Триединый конферансье-владелец-управляющий покончил с финалом в темпе вальса, столь же торопливо выпроводил из павильона лохов и тут же вернулся.
— Постой, Смитти, тут дело есть. — Он вытащил из кармана конверт, сунул его волшебнику и добавил: — Слышь, мне самому жутко жаль, но только вы ребята, не едете с нами в Падуку.
— Я знаю.
— Да ты только не обижайся, тут же ничего такого личного, парень ты хороший, но мне нужно думать о сборах. А тут подвернулись парапсихологи — они вроде вас, муж и жена. Мысли читают — чистый отпад, а потом предсказывают судьбу, она — по шишкам на голове, по руке и по всякому, а он — хрустальным шаром. И ты ж помнишь, что я никаких тебе гарантий, что конца сезона, не давал.
— Помню, — кивнул волшебник. — И я, Тим, совсем не обижаюсь.
— Ну вот и хорошо, вот и слава богу. — Конферансье немного замялся. — Смитти, хочешь я дам тебе хороший совет?
— Я с радостью приму твой совет, — серьезно кивнул головой волшебник.
— О'кей, значит так. Фокусы у тебя — зашибись, но фокусы — не единственное, что нужно фокуснику и даже, пожалуй, не главное. Ты не въезжаешь в профессию. Ну да, ты ведешь себя, как настоящий карнавальщик, отличный товарищ — не суешь нос, куда не просят, не поливаешь чужие номера, всегда готов помочь.
— Думаю, ты прав.
— Ты думаешь — а я точно знаю. Она хочет секса, крови и денег. Крови мы им не даем, но зато даем надежду — а вдруг огнеглотатель ошибется или там метатель ножей. Мы не даем лоху денег, но зато поощряем его жадность надеждой на легкий выигрыш — ну и, конечно, малость его на этом. вычесываем.

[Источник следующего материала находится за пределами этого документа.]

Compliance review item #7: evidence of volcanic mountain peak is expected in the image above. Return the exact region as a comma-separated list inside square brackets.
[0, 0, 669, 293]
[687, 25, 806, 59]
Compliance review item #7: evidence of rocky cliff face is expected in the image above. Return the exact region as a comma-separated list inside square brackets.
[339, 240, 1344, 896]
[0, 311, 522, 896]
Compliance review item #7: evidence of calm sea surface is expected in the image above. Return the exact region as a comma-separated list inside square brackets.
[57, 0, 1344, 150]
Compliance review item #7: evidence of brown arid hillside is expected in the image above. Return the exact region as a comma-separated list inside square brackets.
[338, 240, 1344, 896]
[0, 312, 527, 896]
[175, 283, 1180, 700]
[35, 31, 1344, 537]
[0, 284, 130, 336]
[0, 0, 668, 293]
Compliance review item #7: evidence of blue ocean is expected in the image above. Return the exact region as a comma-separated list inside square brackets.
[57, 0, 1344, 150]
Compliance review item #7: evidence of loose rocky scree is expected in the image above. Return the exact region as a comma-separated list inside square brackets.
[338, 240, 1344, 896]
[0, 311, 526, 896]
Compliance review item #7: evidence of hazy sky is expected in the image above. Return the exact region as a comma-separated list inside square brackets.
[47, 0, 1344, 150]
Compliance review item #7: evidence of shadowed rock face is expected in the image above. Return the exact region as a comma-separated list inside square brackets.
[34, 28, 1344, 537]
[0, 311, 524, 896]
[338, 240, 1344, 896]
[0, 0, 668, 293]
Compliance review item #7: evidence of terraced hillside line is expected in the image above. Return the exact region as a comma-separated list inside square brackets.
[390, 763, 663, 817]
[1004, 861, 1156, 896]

Секса мы ему тоже не даем, но как ты думаешь, почему семь лохов из десяти покупают билеты на финальный номер? Бабу им хочется посмотреть голую — вот почему. Мы и тут их нажигаем — и все равно они расходятся вполне удовлетворенные.

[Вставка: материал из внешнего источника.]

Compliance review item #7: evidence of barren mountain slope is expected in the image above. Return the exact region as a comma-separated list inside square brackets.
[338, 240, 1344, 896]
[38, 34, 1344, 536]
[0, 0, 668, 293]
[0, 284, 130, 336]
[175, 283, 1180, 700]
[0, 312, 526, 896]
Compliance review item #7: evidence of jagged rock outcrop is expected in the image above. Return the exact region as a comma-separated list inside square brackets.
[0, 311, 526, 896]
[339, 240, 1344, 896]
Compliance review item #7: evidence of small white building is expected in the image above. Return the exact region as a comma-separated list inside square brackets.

Кровь, секс, деньги — а что еще? Лоху нужна тайна! Ему хочется думать, что наш мир — таинственное, романтичное место, — хотя, если по правде, ни хрена в мире романтичного не было и нет. Вот этим-то и должен ты заниматься, только ты не знаешь как. Ты пойми, сынок, каждый лох прекрасно знает, что все твои чудеса — чистая липа, но ему очень хочется поверить, что это не так, что они настоящие, — и ты просто обязан ему помочь. А ты — не умеешь.
— А как это делается?
— Кой хрен, этого не расскажешь, это нужно почувствовать, каждый учится этому сам. Но… ну, вот, скажем, эта твоя идея объявить себя «Человеком с Марса». Лох может проглотить, не поперхнувшись, очень многое — но все же не все. Они же видели Человека с Марса, если не на картинках, то хоть по стерео. Да сходство у вас какое-то есть, но будь ты хоть вылитой его копией, ни одна собака не поверит, что этот, настоящий, будет показывать фокусы в брезентовом балагане, лохи знают, что такого не может быть. Это — ну все равно как представить шпагоглотателя президентом Соединенных Штатов. Лох хочет поверить — но он не позволит так вот, в открытую, держать себя за идиота. У него все-таки есть какие ни на есть мозги, может — с одной извилиной, но есть.
— Я запомню.
— Что-то очень уж я разговорился — у конферансье это входит в привычку. Так как, ребята, я вас не слишком в хреновое положение поставил? Вы прикопили что-нибудь на первые дни? Не мое это, в общем-то, конечно… а может, дать вам в долг?
— Спасибо, Тим, с нами все в порядке.
— Ну ладно, ребята, не давайте себя в обиду. Пока, Джилл. Тимошенко торопливо ушел — и тут же в балагане появилась Патриция Пайвонская, успевшая уже прикрыть свои нательные фрески халатиком.